Advertising in a streaming world: the growing obstacle to audience reach

Since Amazon launched Amazon Video on Demand (née Amazon Unbox, now Prime Video) in 2006 and Netflix started streaming in 2007, commercial-free, on-demand content had been the norm. Folks with a few extra bucks of disposable income could get video content delivered straight to their devices. For a price (today it's $8.99 for Netflix basic, and $12.99 for Prime Video, if you are not an Amazon Prime subscriber), people can watch a growing body of content comprising of original episodic programming, programming from the established major networks, original movies, and movies from major studios. All the content on these two services are ad-free.

Hulu went live to the public after almost a year in beta, in 2008. The programming it carried came with ads, making it the first ad-supported streaming service. The number of ads relative to traditional linear TV was limited, but ads were there.

Skip forward over a decade later, and we are in the throes of a streaming service deluge. 

It was reported this week that HBO Max has taken in $80 million in the upfront for its ad supported version, to be available in June.

HBO Max is one of the panoply of stand-alone streaming services available to the video content consumer. HBO Max will join Hulu, Peacock, and Paramount + among the major streaming services offering a price break in exchange for running ads in content.

There's nothing unusual about ads in content, of course; we've been exchanging our attention for ads to access content at a discount for decades.

But there are now around 200 streaming services. This is not taking into account the carrier devices like Roku. A number of those content sources, like Pluto TV or Crackle, are free to audiences. Those audiences get content, and that content comes with ads. But of the top 42 streaming sources, each comes with a cost of between $5 and $15 dollars. With so many services available, and many with an ad-free option for a price, ads are starting to become a charge on those unwilling to buy their way out of having to watch them.

Is advertising the price that enough people are willing to pay to keep advertising an important, if smaller, player in the media ecosystem? In what way does this suggest discriminant audiences that are not differentiated by demographics but by their tolerance for advertising?

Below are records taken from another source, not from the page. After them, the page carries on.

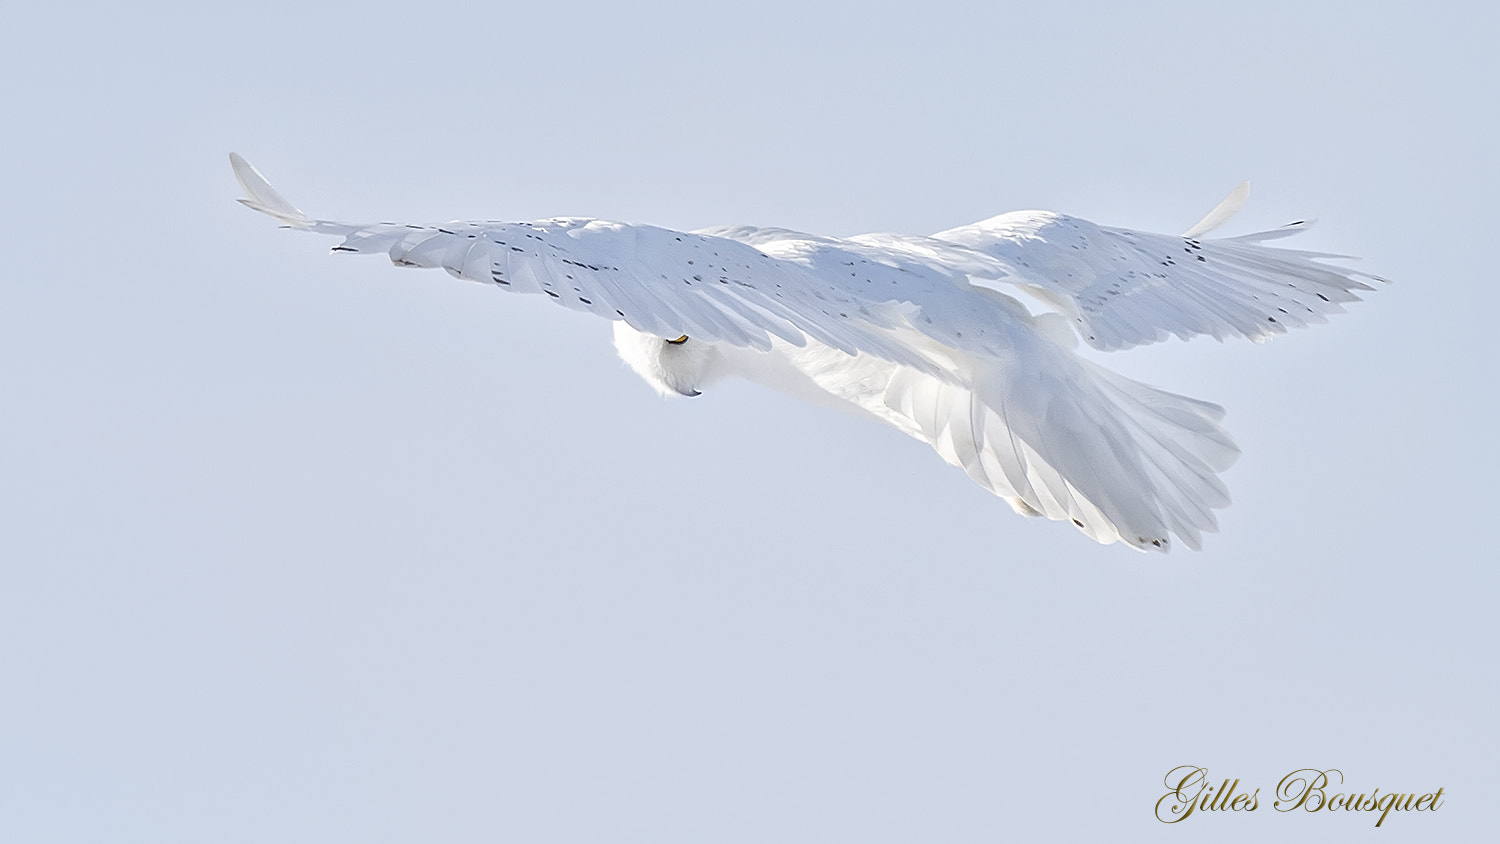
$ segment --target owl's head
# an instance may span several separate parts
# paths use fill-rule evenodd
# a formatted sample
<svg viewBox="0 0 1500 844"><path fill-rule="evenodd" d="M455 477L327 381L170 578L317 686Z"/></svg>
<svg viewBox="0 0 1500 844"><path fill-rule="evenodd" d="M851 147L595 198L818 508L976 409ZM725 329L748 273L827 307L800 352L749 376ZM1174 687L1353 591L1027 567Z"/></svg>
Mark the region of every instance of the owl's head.
<svg viewBox="0 0 1500 844"><path fill-rule="evenodd" d="M718 356L711 343L636 331L615 321L615 349L635 373L664 396L697 396L713 375Z"/></svg>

In a study Deloitte published last summer it was reported that 47% of American consumers use ad-supported, free streaming services. That's almost half of the consumer universe. But it means slightly more than half are using ad-free options. That means getting reach with a few drops of advertising is harder, meaning advertisers have to run more ads in more places to get the amount of reach needed to move the needle on business. The half of the population watching ad-supported streaming outlets are spread out over a lot of those outlets. Getting reach is more difficult now, requiring more moving parts to get the impact an advertiser needs. "Reach engineering" is going to become more important than it has been under the digital-centric era.

As Covid-life has wore on, another trend that has emerged along with the uptick in streaming service use is that subscribers are dropping subscriptions. About 1 in 5 dropped at least one of their subscriptions. The main reason quoted was due to cost, after that, that the trial or discount had ended. This was followed by the content for which one subscribed in the first place had wrapped up or was no longer available.

The marketplace is approaching maximum density with all the streaming options available. There are too many buttons to push and apps to track simply to watch TV. The growing number of points of contact with content are causing an overload. For now, anyway, this means there are a LOT more places to go to find audiences, make the buys, verify the buys, and determine the efficacy of those buys. This in turn leads to questions about inventory counts, measurement standards, currency of exchange (e.g., ratings or impressions; audience or demographics), and pricing. This overload translates to marketers and advertisers working harder to build effective communications plans that maintain status quo, and even harder if they want to grow business. 

The proliferation of streaming services is complicating things for the consumer: difficult content discovery, myriad pricing structures and changing costs. It also complicates things for advertisers who need to answer the elements of circumstance for their marketing and media plans: who, what, where, when, and how (they almost never address the most important one -- why -- but that's a topic for another day. And there's a question of equity when you consider advertising in this environment as a tax on the poor. But again, another day...). 

If only there was some way of consolidating all the different video content out there and put it in one place for people to find it when they were ready to enjoy it, and made it easier for advertisers to reach their audiences using that content... hmmm.